= Morialta Protestant Children's Home =

Morialta Protestant Children's Home was from 1924 to 1974 a residential care facility for orphans and neglected children in South Australia. It was built for John Baker, and is now a holiday camp owned by the United Church.

==History==
"Morialta House" was built in 1847 for John Baker, who was appointed to the first Legislative Council of South Australia and succeeded Boyle Travers Finnis as Premier, but was ousted twelve days later.
His son Richard Chaffey Baker, later "Sir Richard", inherited the property in 1872, and on his death in 1911, his son John Richard Baker inherited the 17-room mansion, with numerous out-buildings including servants' quarters, all on 125 acres of rich farming land near Norton Summit.

The South Australian Protestant Federation was founded in 1917 as a virulent anti-Catholic alliance.

Following the success of the (Catholic) Orphanages of St. Vincent de Paul in Gilberton, and Goodwood Park in the State, the Federation, whose secretary was Philip Vincent Colebatch, decided to purchase "Morialta" as a Protestant home for orphan and neglected children. He was, briefly, the first Superintendent of the Home, which opened in October 1924. with accommodation for 67 children. In 1929 another wing was opened, with beds for another 42 boys in three dormitories.
By October 1932 56 boys and 37 girls were living at the Home.

Board of management consisted of three members, elected annually, from each of:
- S.A. Baptist Union,
- Congregational Union of S.A.,
- Presbyterian Churches in South Australia,
- Churches of Christ of S.A.,
- S.A. Protestant Federation,
- I.O.O.F. Lodge,
- Loyal Orange Institution
- Public Subscribers

Staff included a Head Gardener, to oversee the vegetable garden, orchard and dairy herd, and train the boys, who were expected to be useful as farm workers on leaving the Home.
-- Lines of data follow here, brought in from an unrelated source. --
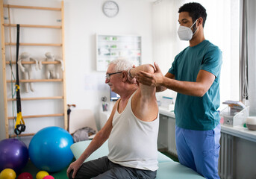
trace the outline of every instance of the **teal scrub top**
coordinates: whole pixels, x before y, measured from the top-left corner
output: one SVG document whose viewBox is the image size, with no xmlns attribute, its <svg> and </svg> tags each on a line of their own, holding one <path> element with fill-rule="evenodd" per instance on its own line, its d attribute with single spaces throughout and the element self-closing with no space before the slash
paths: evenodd
<svg viewBox="0 0 256 179">
<path fill-rule="evenodd" d="M 188 46 L 175 58 L 169 73 L 175 80 L 196 81 L 201 69 L 215 75 L 210 89 L 202 97 L 177 94 L 175 106 L 175 124 L 178 127 L 197 131 L 213 129 L 220 120 L 219 79 L 222 54 L 220 49 L 204 40 L 196 46 Z"/>
</svg>

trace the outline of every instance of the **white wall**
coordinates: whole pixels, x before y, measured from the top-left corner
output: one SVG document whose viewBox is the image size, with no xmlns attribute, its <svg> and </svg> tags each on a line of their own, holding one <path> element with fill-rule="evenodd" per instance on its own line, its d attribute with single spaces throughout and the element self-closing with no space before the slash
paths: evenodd
<svg viewBox="0 0 256 179">
<path fill-rule="evenodd" d="M 152 63 L 152 4 L 146 0 L 116 0 L 119 14 L 104 15 L 104 0 L 66 0 L 67 102 L 99 116 L 101 98 L 109 98 L 104 72 L 96 71 L 96 33 L 142 36 L 143 63 Z"/>
<path fill-rule="evenodd" d="M 91 109 L 95 113 L 96 121 L 99 119 L 99 110 L 101 104 L 101 98 L 107 96 L 109 98 L 110 90 L 107 85 L 104 84 L 104 72 L 97 72 L 96 70 L 96 34 L 131 34 L 142 36 L 142 63 L 152 63 L 152 2 L 149 0 L 116 0 L 119 4 L 119 14 L 113 18 L 105 16 L 102 12 L 102 5 L 105 0 L 65 0 L 64 1 L 64 19 L 65 19 L 65 54 L 66 54 L 66 98 L 67 104 L 75 104 L 76 108 L 78 109 Z M 43 6 L 43 7 L 60 7 L 60 1 L 59 0 L 4 0 L 4 4 L 29 5 L 29 6 Z M 30 16 L 29 18 L 25 16 L 19 16 L 19 19 L 25 22 L 28 19 L 30 22 L 38 23 L 38 16 Z M 13 14 L 11 14 L 13 15 Z M 46 20 L 51 23 L 56 22 L 58 17 L 46 16 Z M 20 22 L 13 22 L 13 23 L 22 23 Z M 58 24 L 59 22 L 57 22 Z M 44 23 L 44 24 L 47 24 Z M 49 32 L 48 32 L 49 33 Z M 59 34 L 49 34 L 50 40 L 54 43 L 60 40 Z M 47 43 L 43 36 L 31 34 L 22 34 L 22 37 L 31 37 L 29 40 L 34 43 Z M 13 38 L 14 37 L 14 38 Z M 13 35 L 13 42 L 15 42 L 15 35 Z M 25 38 L 25 37 L 24 37 Z M 21 37 L 21 43 L 24 39 Z M 30 43 L 30 42 L 25 42 Z M 56 43 L 56 42 L 55 42 Z M 21 51 L 29 51 L 33 54 L 34 48 L 27 48 L 21 47 Z M 15 60 L 15 47 L 13 48 L 13 60 Z M 46 48 L 42 48 L 40 52 L 37 52 L 35 55 L 41 57 L 46 52 Z M 60 51 L 54 51 L 57 55 L 61 54 Z M 9 78 L 9 77 L 8 77 Z M 37 75 L 37 78 L 41 78 Z M 2 92 L 2 82 L 0 81 L 1 90 Z M 54 94 L 59 90 L 60 86 L 46 87 L 44 84 L 37 84 L 35 85 L 37 92 L 35 93 L 25 94 L 22 92 L 22 97 L 28 97 L 29 95 L 40 96 L 48 95 L 49 90 L 53 90 Z M 10 94 L 10 90 L 8 91 Z M 10 97 L 8 97 L 10 98 Z M 3 109 L 3 92 L 0 93 L 0 122 L 1 134 L 0 139 L 5 138 L 3 132 L 4 125 L 4 116 Z M 29 110 L 22 109 L 25 115 L 32 113 L 42 113 L 42 109 L 38 107 L 38 101 L 22 101 L 22 108 L 28 104 L 33 104 Z M 40 101 L 40 105 L 45 105 L 47 103 Z M 56 107 L 60 104 L 53 103 L 51 108 L 61 107 Z M 11 107 L 9 107 L 11 108 Z M 9 109 L 9 113 L 10 112 Z M 59 120 L 57 119 L 57 120 Z M 34 119 L 35 123 L 29 122 L 31 119 L 25 119 L 27 124 L 31 123 L 30 128 L 27 128 L 27 132 L 35 132 L 38 128 L 42 128 L 38 124 L 46 123 L 46 125 L 60 125 L 59 122 L 51 122 L 47 119 L 40 120 Z M 97 124 L 98 125 L 98 124 Z"/>
</svg>

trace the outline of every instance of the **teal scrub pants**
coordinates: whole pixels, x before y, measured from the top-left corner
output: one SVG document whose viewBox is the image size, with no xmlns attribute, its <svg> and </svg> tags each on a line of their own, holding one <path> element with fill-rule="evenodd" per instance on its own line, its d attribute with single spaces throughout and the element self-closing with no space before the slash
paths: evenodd
<svg viewBox="0 0 256 179">
<path fill-rule="evenodd" d="M 219 179 L 218 160 L 220 125 L 209 131 L 187 130 L 175 127 L 179 162 L 206 178 Z"/>
</svg>

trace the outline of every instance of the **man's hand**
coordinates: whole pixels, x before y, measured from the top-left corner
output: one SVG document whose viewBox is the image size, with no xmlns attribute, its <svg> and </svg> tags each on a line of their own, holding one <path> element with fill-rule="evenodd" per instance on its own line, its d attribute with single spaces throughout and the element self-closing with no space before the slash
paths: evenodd
<svg viewBox="0 0 256 179">
<path fill-rule="evenodd" d="M 158 87 L 160 85 L 163 80 L 163 75 L 161 70 L 159 68 L 157 63 L 154 62 L 155 72 L 154 74 L 150 74 L 140 71 L 136 75 L 137 80 L 148 86 Z"/>
<path fill-rule="evenodd" d="M 133 66 L 133 68 L 135 68 L 135 66 L 134 65 Z M 138 81 L 137 81 L 137 78 L 135 77 L 132 78 L 131 77 L 131 69 L 128 69 L 126 72 L 127 72 L 127 80 L 130 83 L 130 84 L 137 84 L 138 85 L 139 83 Z M 129 74 L 130 73 L 130 74 Z"/>
<path fill-rule="evenodd" d="M 73 170 L 73 174 L 72 175 L 72 178 L 75 178 L 76 173 L 78 172 L 78 170 L 79 169 L 79 168 L 81 167 L 81 165 L 82 165 L 82 163 L 79 163 L 78 160 L 72 163 L 69 165 L 68 169 L 66 170 L 66 175 L 68 176 L 68 178 L 69 178 L 69 175 L 70 172 L 72 170 Z"/>
</svg>

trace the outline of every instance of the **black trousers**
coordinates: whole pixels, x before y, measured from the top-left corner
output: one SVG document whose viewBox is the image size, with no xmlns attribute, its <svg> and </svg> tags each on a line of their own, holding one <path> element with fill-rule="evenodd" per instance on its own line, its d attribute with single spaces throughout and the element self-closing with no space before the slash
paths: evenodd
<svg viewBox="0 0 256 179">
<path fill-rule="evenodd" d="M 69 173 L 71 179 L 73 171 Z M 143 178 L 153 179 L 157 175 L 157 171 L 143 170 L 134 168 L 125 167 L 114 163 L 108 160 L 107 157 L 103 157 L 97 160 L 84 163 L 76 173 L 75 178 Z"/>
</svg>

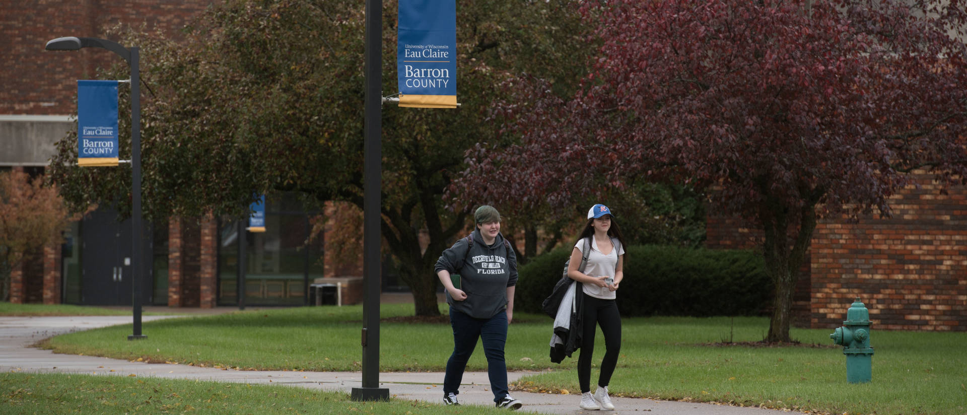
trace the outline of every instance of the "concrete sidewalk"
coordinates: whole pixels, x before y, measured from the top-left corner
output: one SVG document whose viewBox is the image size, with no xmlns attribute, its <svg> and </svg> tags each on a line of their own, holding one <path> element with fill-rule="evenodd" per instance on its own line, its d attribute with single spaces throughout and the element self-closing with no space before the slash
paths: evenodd
<svg viewBox="0 0 967 415">
<path fill-rule="evenodd" d="M 172 309 L 177 312 L 182 309 Z M 234 311 L 221 309 L 221 311 Z M 208 311 L 207 312 L 211 312 Z M 176 316 L 149 315 L 143 321 Z M 101 375 L 131 374 L 172 379 L 199 379 L 221 382 L 299 386 L 309 389 L 341 391 L 349 393 L 362 386 L 358 371 L 222 371 L 215 368 L 198 368 L 185 365 L 146 364 L 102 357 L 54 354 L 49 350 L 29 347 L 41 340 L 60 334 L 87 330 L 115 324 L 130 324 L 131 316 L 67 316 L 67 317 L 3 317 L 0 316 L 0 371 L 87 373 Z M 150 328 L 150 325 L 148 326 Z M 146 333 L 151 338 L 150 329 Z M 527 372 L 508 373 L 513 382 Z M 387 388 L 391 397 L 424 400 L 442 404 L 443 373 L 383 372 L 379 375 L 380 387 Z M 522 411 L 542 414 L 594 414 L 578 408 L 577 395 L 551 395 L 513 392 L 520 400 Z M 652 400 L 633 398 L 613 398 L 616 410 L 611 413 L 648 411 L 661 415 L 778 415 L 788 411 L 761 408 L 725 406 L 709 403 Z M 467 372 L 460 388 L 460 401 L 470 404 L 492 405 L 486 372 Z M 792 412 L 796 413 L 796 412 Z"/>
</svg>

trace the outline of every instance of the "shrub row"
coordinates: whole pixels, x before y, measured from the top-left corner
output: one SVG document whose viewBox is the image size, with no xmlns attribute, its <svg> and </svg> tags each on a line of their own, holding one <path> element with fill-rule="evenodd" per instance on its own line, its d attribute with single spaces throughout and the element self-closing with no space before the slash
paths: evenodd
<svg viewBox="0 0 967 415">
<path fill-rule="evenodd" d="M 542 312 L 571 250 L 554 250 L 520 267 L 515 311 Z M 756 315 L 772 302 L 773 282 L 753 252 L 636 246 L 625 259 L 617 300 L 623 316 Z"/>
</svg>

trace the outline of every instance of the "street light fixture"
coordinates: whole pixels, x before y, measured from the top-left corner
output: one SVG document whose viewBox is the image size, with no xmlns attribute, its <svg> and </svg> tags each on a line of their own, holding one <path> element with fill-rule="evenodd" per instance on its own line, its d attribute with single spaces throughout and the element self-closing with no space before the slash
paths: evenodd
<svg viewBox="0 0 967 415">
<path fill-rule="evenodd" d="M 82 47 L 101 47 L 117 53 L 131 67 L 131 165 L 132 165 L 132 240 L 133 253 L 131 282 L 132 309 L 133 310 L 134 330 L 128 340 L 145 339 L 141 334 L 141 276 L 144 275 L 144 257 L 141 225 L 141 84 L 138 68 L 137 46 L 130 49 L 120 44 L 98 38 L 57 38 L 47 42 L 46 50 L 80 50 Z"/>
</svg>

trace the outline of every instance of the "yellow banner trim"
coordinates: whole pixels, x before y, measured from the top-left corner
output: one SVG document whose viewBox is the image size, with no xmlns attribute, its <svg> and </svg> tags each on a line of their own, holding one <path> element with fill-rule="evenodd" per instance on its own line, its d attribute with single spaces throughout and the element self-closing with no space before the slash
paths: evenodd
<svg viewBox="0 0 967 415">
<path fill-rule="evenodd" d="M 399 106 L 411 108 L 455 108 L 455 95 L 403 95 L 399 94 Z"/>
<path fill-rule="evenodd" d="M 77 159 L 77 165 L 81 167 L 116 167 L 118 165 L 117 158 L 79 158 Z"/>
</svg>

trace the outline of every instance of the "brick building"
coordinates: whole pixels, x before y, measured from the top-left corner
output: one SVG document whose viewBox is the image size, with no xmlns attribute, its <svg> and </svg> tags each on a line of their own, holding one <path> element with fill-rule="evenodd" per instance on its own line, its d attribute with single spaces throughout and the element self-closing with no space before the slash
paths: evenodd
<svg viewBox="0 0 967 415">
<path fill-rule="evenodd" d="M 125 65 L 113 52 L 100 48 L 45 51 L 47 41 L 64 36 L 110 39 L 106 28 L 117 24 L 143 24 L 146 30 L 158 29 L 177 37 L 192 16 L 212 3 L 0 3 L 0 34 L 7 40 L 0 70 L 0 171 L 43 174 L 55 152 L 54 143 L 75 125 L 71 114 L 76 111 L 76 80 L 97 78 L 98 68 Z M 142 88 L 142 97 L 145 93 Z M 316 278 L 346 275 L 336 274 L 337 271 L 362 275 L 357 264 L 326 269 L 326 238 L 305 244 L 311 228 L 309 218 L 320 212 L 307 212 L 294 200 L 287 196 L 269 200 L 268 231 L 242 238 L 247 245 L 245 291 L 249 305 L 306 304 L 308 285 Z M 240 238 L 235 222 L 211 217 L 171 218 L 146 227 L 142 304 L 207 308 L 238 303 Z M 73 223 L 64 239 L 63 244 L 30 252 L 14 270 L 12 302 L 132 304 L 130 221 L 118 222 L 116 212 L 103 207 Z M 351 288 L 341 298 L 346 304 L 359 301 Z"/>
<path fill-rule="evenodd" d="M 819 221 L 800 271 L 794 324 L 841 325 L 856 297 L 879 330 L 967 331 L 967 189 L 940 194 L 927 174 L 890 199 L 894 217 Z M 757 235 L 710 217 L 709 248 L 750 248 Z"/>
</svg>

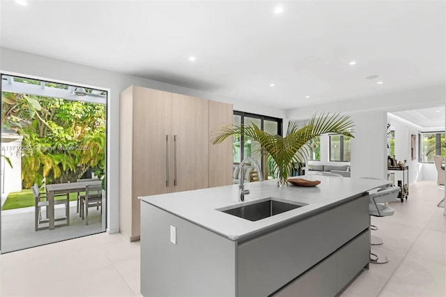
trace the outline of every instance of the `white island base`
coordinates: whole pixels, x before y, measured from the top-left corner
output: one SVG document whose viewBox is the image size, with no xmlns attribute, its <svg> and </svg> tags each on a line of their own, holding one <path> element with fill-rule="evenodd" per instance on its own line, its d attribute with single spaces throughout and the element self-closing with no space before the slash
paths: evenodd
<svg viewBox="0 0 446 297">
<path fill-rule="evenodd" d="M 335 296 L 368 268 L 367 191 L 387 182 L 317 178 L 312 188 L 252 183 L 242 204 L 237 185 L 141 197 L 141 294 Z M 256 222 L 217 210 L 266 197 L 307 205 Z"/>
</svg>

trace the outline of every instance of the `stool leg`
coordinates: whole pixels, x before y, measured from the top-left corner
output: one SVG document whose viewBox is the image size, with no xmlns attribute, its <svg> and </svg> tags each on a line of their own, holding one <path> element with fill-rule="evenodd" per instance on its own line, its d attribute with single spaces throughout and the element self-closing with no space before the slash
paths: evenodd
<svg viewBox="0 0 446 297">
<path fill-rule="evenodd" d="M 372 252 L 371 251 L 370 252 L 370 261 L 369 261 L 369 263 L 374 264 L 384 264 L 385 263 L 387 263 L 388 261 L 389 258 L 387 258 L 387 256 L 380 257 L 375 252 Z"/>
</svg>

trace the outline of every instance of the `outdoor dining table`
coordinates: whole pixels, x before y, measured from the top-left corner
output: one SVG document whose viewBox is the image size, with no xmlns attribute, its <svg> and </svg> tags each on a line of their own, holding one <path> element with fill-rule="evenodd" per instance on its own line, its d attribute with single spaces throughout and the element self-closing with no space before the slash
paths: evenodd
<svg viewBox="0 0 446 297">
<path fill-rule="evenodd" d="M 77 183 L 64 183 L 47 185 L 47 197 L 48 199 L 49 229 L 54 229 L 54 195 L 56 194 L 75 193 L 85 192 L 87 185 L 100 185 L 100 181 L 81 181 Z M 68 202 L 68 207 L 69 207 Z M 68 212 L 69 215 L 70 212 Z M 67 218 L 67 224 L 70 224 L 70 217 Z"/>
</svg>

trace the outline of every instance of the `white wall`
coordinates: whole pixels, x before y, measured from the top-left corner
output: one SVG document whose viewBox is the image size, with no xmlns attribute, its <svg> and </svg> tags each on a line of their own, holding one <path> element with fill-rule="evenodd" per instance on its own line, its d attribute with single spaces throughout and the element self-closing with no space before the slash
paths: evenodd
<svg viewBox="0 0 446 297">
<path fill-rule="evenodd" d="M 364 112 L 351 116 L 355 123 L 351 177 L 387 179 L 387 114 Z"/>
<path fill-rule="evenodd" d="M 110 233 L 117 232 L 119 229 L 119 197 L 118 196 L 119 192 L 119 93 L 125 88 L 133 84 L 157 89 L 203 99 L 231 103 L 233 105 L 234 109 L 242 112 L 282 119 L 286 116 L 285 112 L 282 109 L 222 97 L 216 93 L 203 92 L 3 47 L 0 48 L 0 71 L 109 90 L 107 106 L 109 121 L 107 134 L 109 149 L 107 155 L 107 198 L 109 199 L 107 217 L 108 229 Z M 285 122 L 285 119 L 284 120 Z"/>
<path fill-rule="evenodd" d="M 425 166 L 429 165 L 428 164 L 418 162 L 418 132 L 421 127 L 391 114 L 387 114 L 387 122 L 390 124 L 390 129 L 395 131 L 395 158 L 401 162 L 406 160 L 406 165 L 409 167 L 409 183 L 422 179 L 432 179 L 432 174 L 429 171 L 433 169 L 435 172 L 435 167 L 429 168 L 429 166 Z M 412 135 L 416 135 L 415 160 L 412 160 L 411 158 Z M 391 157 L 393 158 L 393 156 Z M 424 172 L 426 169 L 428 172 L 425 174 Z M 436 172 L 434 174 L 436 179 Z M 398 177 L 398 173 L 395 172 L 395 180 L 401 178 L 402 177 Z"/>
<path fill-rule="evenodd" d="M 352 139 L 351 143 L 352 177 L 374 176 L 387 178 L 387 112 L 445 105 L 445 98 L 446 88 L 445 85 L 440 85 L 332 103 L 308 105 L 287 111 L 286 117 L 290 121 L 299 121 L 321 112 L 340 112 L 351 116 L 356 125 L 354 134 L 355 138 Z M 409 130 L 407 130 L 405 133 L 408 132 Z M 402 151 L 399 153 L 401 156 L 405 154 Z M 397 158 L 401 158 L 398 156 Z M 428 167 L 425 169 L 427 169 Z M 412 175 L 415 172 L 420 172 L 417 167 L 416 171 L 413 170 L 410 174 Z M 425 174 L 424 171 L 422 172 L 424 178 L 430 178 L 430 174 Z"/>
<path fill-rule="evenodd" d="M 324 112 L 331 112 L 328 109 Z M 314 113 L 314 111 L 312 112 Z M 294 114 L 298 114 L 296 112 Z M 328 136 L 322 135 L 321 161 L 309 161 L 309 164 L 350 164 L 351 177 L 387 179 L 387 113 L 370 111 L 346 115 L 350 116 L 355 124 L 355 138 L 351 139 L 351 162 L 330 162 Z M 292 118 L 290 119 L 290 121 L 292 120 Z M 297 121 L 302 123 L 301 119 Z"/>
</svg>

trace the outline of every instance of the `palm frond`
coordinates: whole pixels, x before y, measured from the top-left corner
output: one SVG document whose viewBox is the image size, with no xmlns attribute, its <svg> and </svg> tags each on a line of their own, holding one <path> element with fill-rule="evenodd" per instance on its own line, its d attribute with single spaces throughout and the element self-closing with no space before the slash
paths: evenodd
<svg viewBox="0 0 446 297">
<path fill-rule="evenodd" d="M 295 122 L 290 122 L 286 136 L 262 131 L 254 123 L 252 125 L 229 125 L 222 127 L 211 141 L 213 144 L 223 142 L 232 135 L 243 135 L 257 142 L 261 150 L 272 160 L 272 169 L 277 171 L 281 179 L 285 181 L 290 176 L 293 162 L 301 163 L 307 159 L 308 143 L 318 136 L 326 133 L 336 133 L 354 138 L 353 122 L 348 116 L 340 114 L 322 113 L 314 114 L 301 128 Z"/>
</svg>

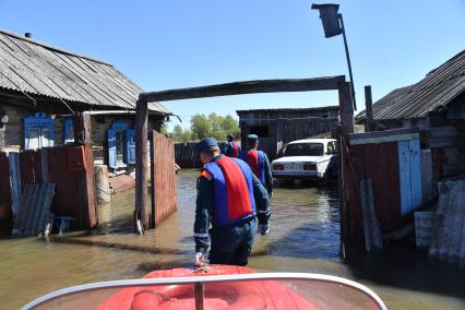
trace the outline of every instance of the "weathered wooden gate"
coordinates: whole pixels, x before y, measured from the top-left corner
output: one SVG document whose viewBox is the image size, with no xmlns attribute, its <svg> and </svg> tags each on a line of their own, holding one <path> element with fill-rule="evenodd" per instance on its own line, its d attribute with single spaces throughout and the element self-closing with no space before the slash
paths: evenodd
<svg viewBox="0 0 465 310">
<path fill-rule="evenodd" d="M 347 177 L 350 227 L 361 235 L 360 181 L 371 180 L 381 229 L 417 208 L 424 201 L 418 131 L 388 130 L 350 134 Z"/>
<path fill-rule="evenodd" d="M 11 228 L 12 203 L 10 166 L 5 153 L 0 153 L 0 230 Z"/>
<path fill-rule="evenodd" d="M 177 210 L 175 142 L 152 131 L 151 141 L 151 196 L 152 223 L 155 227 Z"/>
</svg>

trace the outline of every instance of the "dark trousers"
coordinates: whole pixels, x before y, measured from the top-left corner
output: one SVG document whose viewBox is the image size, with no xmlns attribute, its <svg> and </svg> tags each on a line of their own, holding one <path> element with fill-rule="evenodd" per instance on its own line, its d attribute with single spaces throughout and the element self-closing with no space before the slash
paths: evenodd
<svg viewBox="0 0 465 310">
<path fill-rule="evenodd" d="M 210 229 L 210 263 L 245 266 L 255 237 L 255 218 Z"/>
</svg>

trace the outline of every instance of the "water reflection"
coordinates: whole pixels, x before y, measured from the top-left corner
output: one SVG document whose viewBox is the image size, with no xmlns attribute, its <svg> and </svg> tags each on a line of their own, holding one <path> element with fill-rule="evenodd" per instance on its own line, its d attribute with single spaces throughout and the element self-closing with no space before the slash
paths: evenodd
<svg viewBox="0 0 465 310">
<path fill-rule="evenodd" d="M 127 191 L 99 207 L 100 227 L 94 231 L 52 236 L 48 241 L 0 240 L 0 308 L 17 309 L 70 285 L 192 266 L 196 175 L 193 170 L 178 175 L 178 212 L 143 236 L 133 234 L 134 193 Z M 272 208 L 271 235 L 257 237 L 251 267 L 360 281 L 392 309 L 465 309 L 463 271 L 434 264 L 425 254 L 402 249 L 382 257 L 355 255 L 348 265 L 342 264 L 336 188 L 278 188 Z"/>
</svg>

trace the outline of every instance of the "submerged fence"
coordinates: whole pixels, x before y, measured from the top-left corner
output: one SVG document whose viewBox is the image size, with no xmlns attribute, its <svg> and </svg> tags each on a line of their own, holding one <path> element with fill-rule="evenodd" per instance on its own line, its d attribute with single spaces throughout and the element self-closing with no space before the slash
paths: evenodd
<svg viewBox="0 0 465 310">
<path fill-rule="evenodd" d="M 152 131 L 151 134 L 152 226 L 177 210 L 175 142 Z"/>
</svg>

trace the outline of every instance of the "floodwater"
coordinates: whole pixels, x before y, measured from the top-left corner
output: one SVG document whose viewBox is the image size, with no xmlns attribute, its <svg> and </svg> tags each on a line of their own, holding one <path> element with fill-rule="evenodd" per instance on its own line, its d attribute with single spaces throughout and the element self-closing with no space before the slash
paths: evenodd
<svg viewBox="0 0 465 310">
<path fill-rule="evenodd" d="M 138 278 L 192 266 L 195 175 L 177 177 L 178 212 L 157 229 L 133 234 L 134 192 L 99 207 L 100 228 L 40 238 L 0 240 L 0 309 L 67 286 Z M 373 289 L 390 309 L 465 309 L 465 272 L 409 248 L 339 261 L 338 200 L 331 188 L 276 189 L 272 230 L 258 236 L 250 264 L 263 272 L 308 272 L 347 277 Z"/>
</svg>

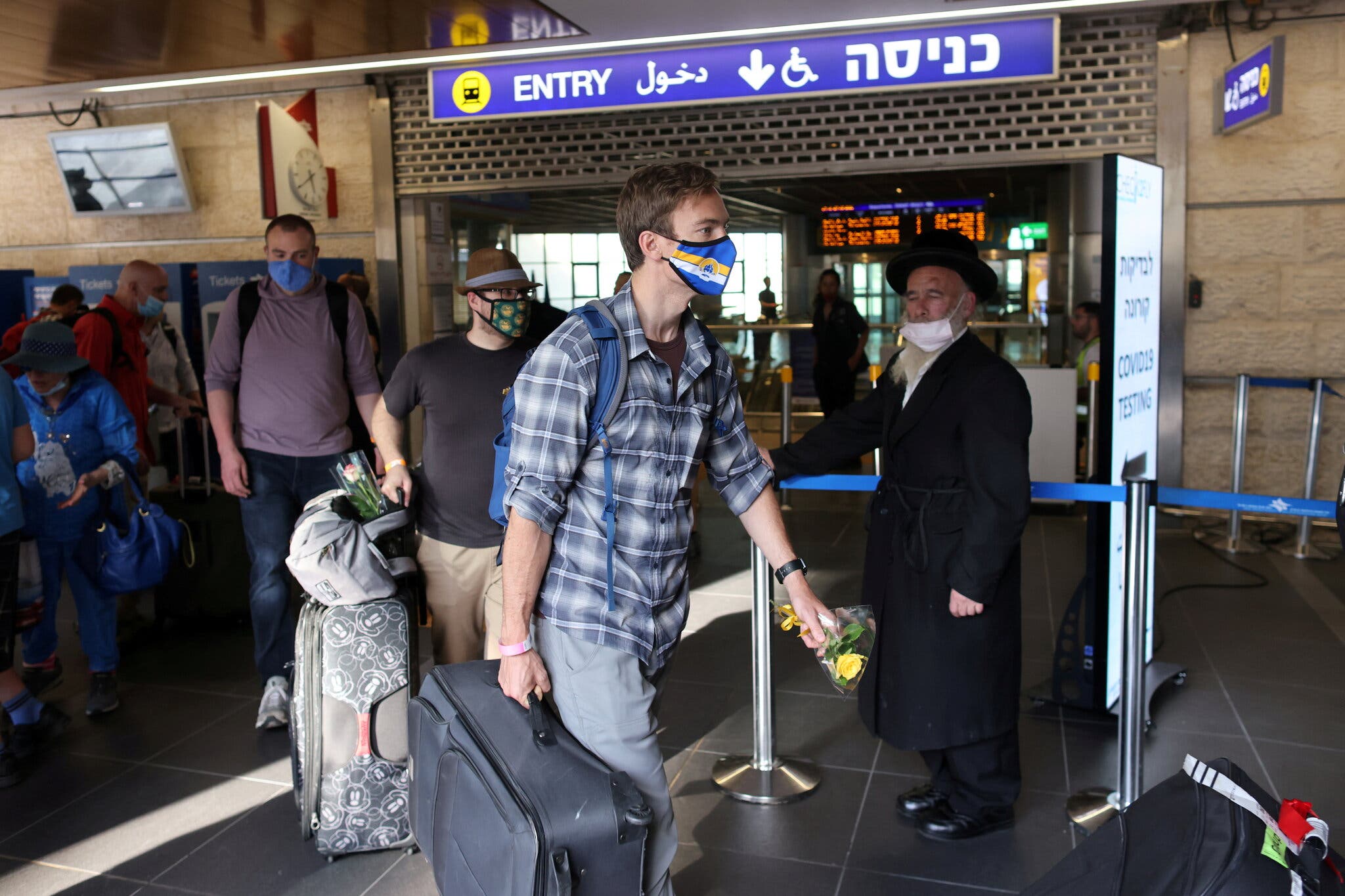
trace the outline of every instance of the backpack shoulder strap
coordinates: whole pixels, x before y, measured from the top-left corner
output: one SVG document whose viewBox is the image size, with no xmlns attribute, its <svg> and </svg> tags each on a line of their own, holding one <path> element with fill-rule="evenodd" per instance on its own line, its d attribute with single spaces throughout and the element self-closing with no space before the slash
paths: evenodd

Similarly, the Matron oversaw the girls cooking, washing and mending in the expectation they would later be employed as domestic servants.
All the children attended the Norton's Summit State School.

In 1934 the annual budget was £3,500 to feed, clothe and train the children. Income was derived from sale of produce, annual fetes held at the Town Hall, and donations from individuals and organisations.

==Documentary==
In 1950 J. Campbell Dobbie (1900–1963) produced a film The Open Door on the Morialta Home.

==Current status==
The property is owned by Youth with a Mission.